Khan Koffka
Department of Computing and Information Technology, Faculty of Science and Technology, The University of the West Indies, St. Augustine Campus, St. Augustine 350462, Trinidad and Tobago.
Sensors (Basel). 2025 Jun 14;25(12):3728. doi: 10.3390/s25123728.

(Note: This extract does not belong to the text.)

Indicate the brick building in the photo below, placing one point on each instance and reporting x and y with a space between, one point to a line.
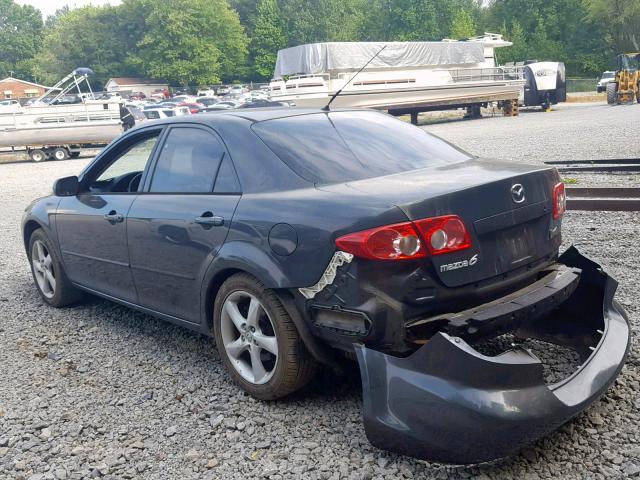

Federated Learning (FL) is a distributed machine learning paradigm where a global model is collaboratively trained across multiple decentralized clients without exchanging raw data. This is especially important in sensor networks and edge intelligence, where data privacy, bandwidth constraints, and data locality are paramount. Traditional FL methods like FedAvg struggle with highly heterogeneous (non-IID) client data, which is common in these settings. Traditional FL aggregation methods, such as FedAvg, weigh client updates primarily by dataset size, potentially overlooking the informativeness or diversity of each client's contribution. These limitations are especially pronounced in sensor networks and IoT environments, where clients may hold sparse, unbalanced, or single-modality data. We propose , an entropy-guided aggregation approach that adjusts each client's impact on the global model based on the information entropy of its local data distribution. This formulation introduces a principled way to quantify and reward data diversity, enabling an emergent collective learning dynamic in which globally informative updates drive convergence. Unlike existing methods that weigh updates by sample count or heuristics, FedEmerge prioritizes clients with more representative, high-entropy data. The FedEmerge algorithm is presented with full mathematical detail, and we prove its convergence under the Polyak-Łojasiewicz (PL) condition. Theoretical analysis shows that FedEmerge achieves linear convergence to the optimal model under standard assumptions (smoothness and PL condition), similar to centralized gradient descent. Empirically, FedEmerge improves global model accuracy and convergence speed on highly skewed non-IID benchmarks, and it reduces performance disparities among clients compared to FedAvg. Evaluations on CIFAR-10 (non-IID), Federated EMNIST, and Shakespeare datasets confirm its effectiveness in practical edge-learning settings. This entropy-guided federated strategy demonstrates that weighting client updates by data diversity enhances learning outcomes in heterogeneous networks. The approach preserves privacy like standard FL and adds minimal computation overhead, making it a practical solution for real-world federated systems.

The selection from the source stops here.